Teradyne is a US company founded in 1960 and headquartered in North Reading, Massachusetts. Its core business is automatic test equipment for semiconductors, used to verify the function of chips before shipment. Through test technology, Teradyne is closely tied to the semiconductor industry.
Semiconductor test products
Central test platforms include UltraFLEX and UltraFLEXplus for SoC devices, the Magnum family (including Magnum EPIC) for memory devices, and the Eagle platform with the ETS-88 and ETS-800 for power and analog devices, including silicon-carbide and gallium-nitride components used in vehicle electrification. For complex system-in-package devices, Teradyne also offers the Titan platform for system-level test.
Robotics
In 2015 Teradyne acquired the Danish manufacturer Universal Robots and has since also been active in collaborative robotics (cobots). On April 26, 2018, it followed with the roughly $272 million acquisition of Mobile Industrial Robots (MiR, $148 million upfront plus $124 million in milestone payments through 2020), maker of autonomous mobile robots such as the MiR200 (about 200 kg payload, cleanroom-certified). At the time of acquisition MiR had 132 distributors across 40 countries. Universal Robots offers the UR3e, UR5e, UR10e, UR16e, UR20 and UR30 cobot lines for applications such as machine tending, palletizing, assembly, welding and quality inspection.
Positioning
Teradyne combines two growth areas: test systems, demand for which rises with the complexity of modern AI chips, and collaborative robotics as a building block of increasingly automated production. In the test business, Teradyne and Japan's Advantest form what market observers describe as a duopoly; together with smaller rival Cohu, the three hold roughly 55% of the automated test equipment market. In 2025 Teradyne further strengthened its position by acquiring a probe-card design house and taking a roughly $516 million, 10% stake in Technoprobe, while divesting its own Device Interface business.
Key figures
For fiscal year 2025 Teradyne reported revenue of roughly $3.19 billion (up 13% from $2.82 billion in 2024) and GAAP net income of $554.0 million. In the fourth quarter of 2025, of $1,083 million in revenue, about $883 million came from Semiconductor Test, $110 million from Product Test and $89 million from Robotics; since March 2025 Teradyne has reported in these three segments rather than the previous two. Wikipedia cites about 6,500 employees for 2024. The shares trade on Nasdaq under the ticker TER.
Test technology in the AI era
Teradyne's core business, the automatic testing of semiconductors, grows in importance as modern chips become more complex: the more elaborate a chip, the more demanding its testing before shipment. Teradyne is thus indirectly involved in building AI compute capacity, because AI accelerators and memory components must be tested too.

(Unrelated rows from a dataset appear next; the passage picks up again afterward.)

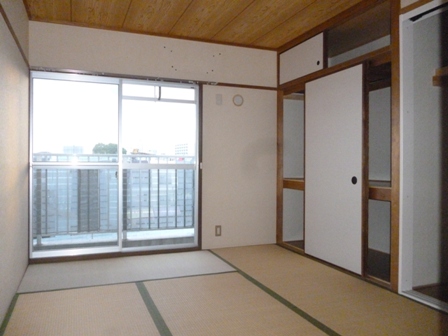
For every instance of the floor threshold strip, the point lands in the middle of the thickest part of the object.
(153, 311)
(282, 300)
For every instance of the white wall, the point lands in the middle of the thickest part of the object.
(13, 167)
(239, 167)
(77, 48)
(18, 18)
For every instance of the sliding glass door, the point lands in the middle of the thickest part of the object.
(113, 165)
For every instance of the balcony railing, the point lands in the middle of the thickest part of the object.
(158, 194)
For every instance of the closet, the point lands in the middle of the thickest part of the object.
(334, 126)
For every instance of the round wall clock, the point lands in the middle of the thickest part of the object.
(238, 100)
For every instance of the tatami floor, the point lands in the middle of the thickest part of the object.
(256, 290)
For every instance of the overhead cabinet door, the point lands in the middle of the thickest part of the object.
(334, 167)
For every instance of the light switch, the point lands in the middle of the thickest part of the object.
(219, 99)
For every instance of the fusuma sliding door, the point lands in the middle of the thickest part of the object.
(334, 173)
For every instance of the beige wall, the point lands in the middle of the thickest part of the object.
(76, 48)
(13, 167)
(239, 167)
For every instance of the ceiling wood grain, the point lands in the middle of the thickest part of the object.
(268, 24)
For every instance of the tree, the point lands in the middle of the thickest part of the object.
(110, 148)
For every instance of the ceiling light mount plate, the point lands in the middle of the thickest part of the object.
(238, 100)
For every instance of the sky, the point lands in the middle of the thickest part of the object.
(69, 113)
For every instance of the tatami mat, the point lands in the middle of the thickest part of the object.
(342, 302)
(106, 310)
(223, 304)
(75, 274)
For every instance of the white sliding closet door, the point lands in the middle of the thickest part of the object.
(333, 160)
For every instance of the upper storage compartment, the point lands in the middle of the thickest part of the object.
(303, 59)
(349, 40)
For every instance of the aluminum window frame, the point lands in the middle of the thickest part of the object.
(119, 165)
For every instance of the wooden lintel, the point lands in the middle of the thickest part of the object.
(380, 193)
(297, 184)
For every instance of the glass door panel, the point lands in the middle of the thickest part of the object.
(159, 176)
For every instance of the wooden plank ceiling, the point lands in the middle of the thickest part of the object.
(268, 24)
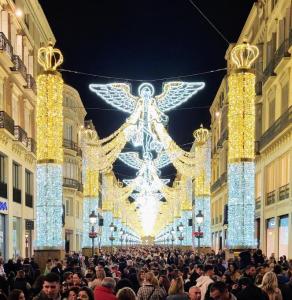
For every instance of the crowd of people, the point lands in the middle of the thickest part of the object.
(149, 273)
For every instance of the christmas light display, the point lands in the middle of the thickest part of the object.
(146, 129)
(49, 128)
(49, 206)
(202, 183)
(241, 128)
(90, 175)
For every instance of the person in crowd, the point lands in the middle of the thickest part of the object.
(85, 293)
(219, 291)
(72, 293)
(270, 286)
(247, 290)
(176, 290)
(205, 280)
(106, 290)
(68, 281)
(21, 283)
(100, 275)
(233, 272)
(195, 293)
(150, 289)
(250, 272)
(51, 288)
(126, 293)
(16, 295)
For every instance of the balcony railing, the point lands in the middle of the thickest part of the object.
(6, 122)
(20, 135)
(282, 52)
(31, 145)
(259, 88)
(269, 70)
(258, 203)
(16, 195)
(31, 84)
(222, 179)
(72, 183)
(271, 198)
(69, 144)
(279, 125)
(28, 200)
(19, 66)
(3, 190)
(5, 45)
(284, 192)
(224, 137)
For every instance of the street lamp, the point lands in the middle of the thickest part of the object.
(92, 233)
(181, 228)
(26, 245)
(126, 238)
(172, 236)
(199, 220)
(112, 238)
(121, 232)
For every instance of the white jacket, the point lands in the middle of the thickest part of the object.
(202, 283)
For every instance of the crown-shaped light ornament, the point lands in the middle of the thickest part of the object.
(50, 58)
(201, 135)
(244, 55)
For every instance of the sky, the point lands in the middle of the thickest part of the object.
(145, 40)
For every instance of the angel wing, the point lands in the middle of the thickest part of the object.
(131, 159)
(162, 161)
(116, 94)
(177, 92)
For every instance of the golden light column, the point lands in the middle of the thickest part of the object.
(202, 183)
(241, 140)
(49, 128)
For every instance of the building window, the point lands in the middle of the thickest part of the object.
(16, 175)
(271, 236)
(69, 207)
(28, 182)
(271, 112)
(285, 98)
(2, 168)
(77, 210)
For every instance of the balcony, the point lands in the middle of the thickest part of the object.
(259, 88)
(72, 183)
(280, 124)
(258, 203)
(16, 195)
(20, 135)
(269, 70)
(282, 53)
(6, 50)
(69, 144)
(31, 145)
(284, 192)
(219, 182)
(3, 189)
(271, 198)
(6, 122)
(28, 200)
(19, 69)
(31, 84)
(223, 138)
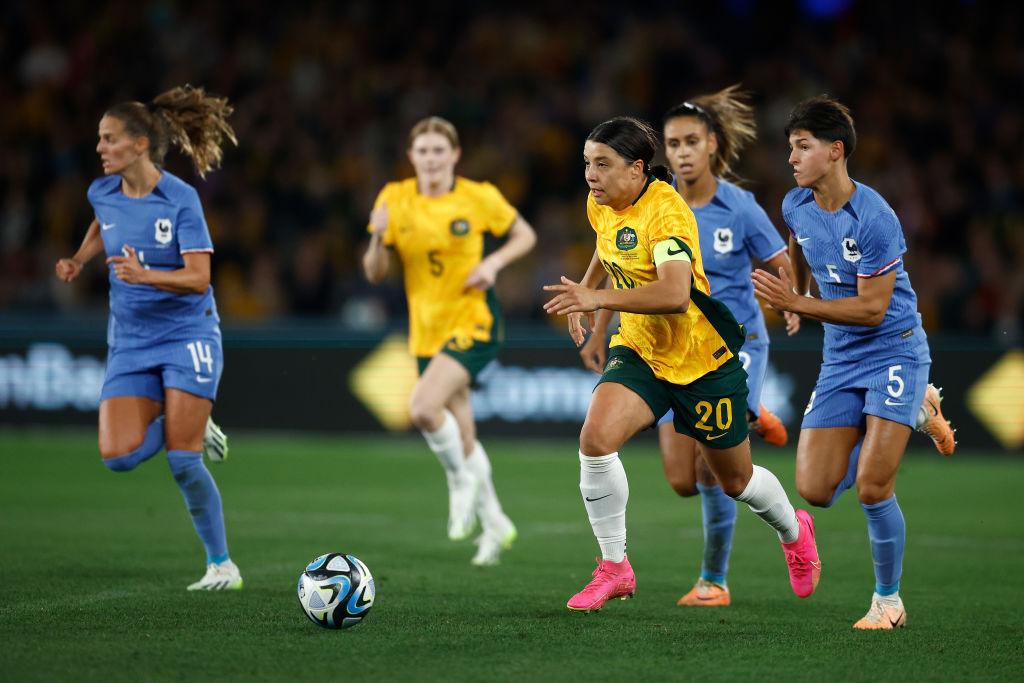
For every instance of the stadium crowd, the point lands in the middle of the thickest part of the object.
(325, 94)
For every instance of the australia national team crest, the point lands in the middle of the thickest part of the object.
(626, 239)
(163, 226)
(851, 251)
(723, 240)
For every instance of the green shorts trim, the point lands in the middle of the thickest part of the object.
(471, 353)
(711, 409)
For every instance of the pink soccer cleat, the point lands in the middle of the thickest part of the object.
(611, 580)
(802, 557)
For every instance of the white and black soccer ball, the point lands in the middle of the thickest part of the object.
(336, 591)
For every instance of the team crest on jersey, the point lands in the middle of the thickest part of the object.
(626, 239)
(163, 226)
(851, 251)
(723, 240)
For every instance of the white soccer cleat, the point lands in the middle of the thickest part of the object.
(492, 543)
(463, 487)
(214, 442)
(223, 577)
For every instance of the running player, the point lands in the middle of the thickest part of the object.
(876, 357)
(165, 358)
(702, 138)
(676, 348)
(436, 222)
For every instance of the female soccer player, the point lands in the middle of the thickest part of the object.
(876, 358)
(702, 139)
(676, 348)
(436, 222)
(165, 359)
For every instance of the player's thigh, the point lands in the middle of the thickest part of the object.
(678, 458)
(184, 420)
(442, 377)
(462, 409)
(822, 460)
(615, 414)
(123, 421)
(885, 442)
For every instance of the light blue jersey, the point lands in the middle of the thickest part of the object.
(161, 226)
(861, 240)
(733, 229)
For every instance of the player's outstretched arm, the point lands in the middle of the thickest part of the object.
(520, 240)
(69, 268)
(867, 308)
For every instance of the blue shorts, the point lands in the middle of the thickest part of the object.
(193, 366)
(755, 360)
(889, 385)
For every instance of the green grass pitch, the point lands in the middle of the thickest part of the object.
(93, 567)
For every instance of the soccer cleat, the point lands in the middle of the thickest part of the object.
(214, 442)
(770, 428)
(611, 580)
(802, 557)
(223, 577)
(885, 614)
(463, 487)
(492, 543)
(932, 422)
(706, 594)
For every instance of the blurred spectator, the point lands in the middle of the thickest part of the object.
(326, 92)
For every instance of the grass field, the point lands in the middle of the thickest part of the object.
(94, 566)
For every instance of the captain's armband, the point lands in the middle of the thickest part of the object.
(672, 249)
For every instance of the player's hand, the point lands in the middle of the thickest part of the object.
(792, 323)
(128, 268)
(482, 276)
(776, 291)
(379, 219)
(69, 269)
(595, 351)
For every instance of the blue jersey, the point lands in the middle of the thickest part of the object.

A second pillar in robotics
With Universal Robots (collaborative robots) and MiR (autonomous mobile robots), Teradyne has built a second pillar in flexible automation. These systems often target smaller and medium-sized businesses that introduce automation step by step. The test business is cyclical and shaped by the semiconductor economy, while the robotics segment participates in long-term automation trends. The combination of both fields gives Teradyne a broader footing but also exposes the company to competition in two different markets.
This profile is a neutral description and is not investment advice.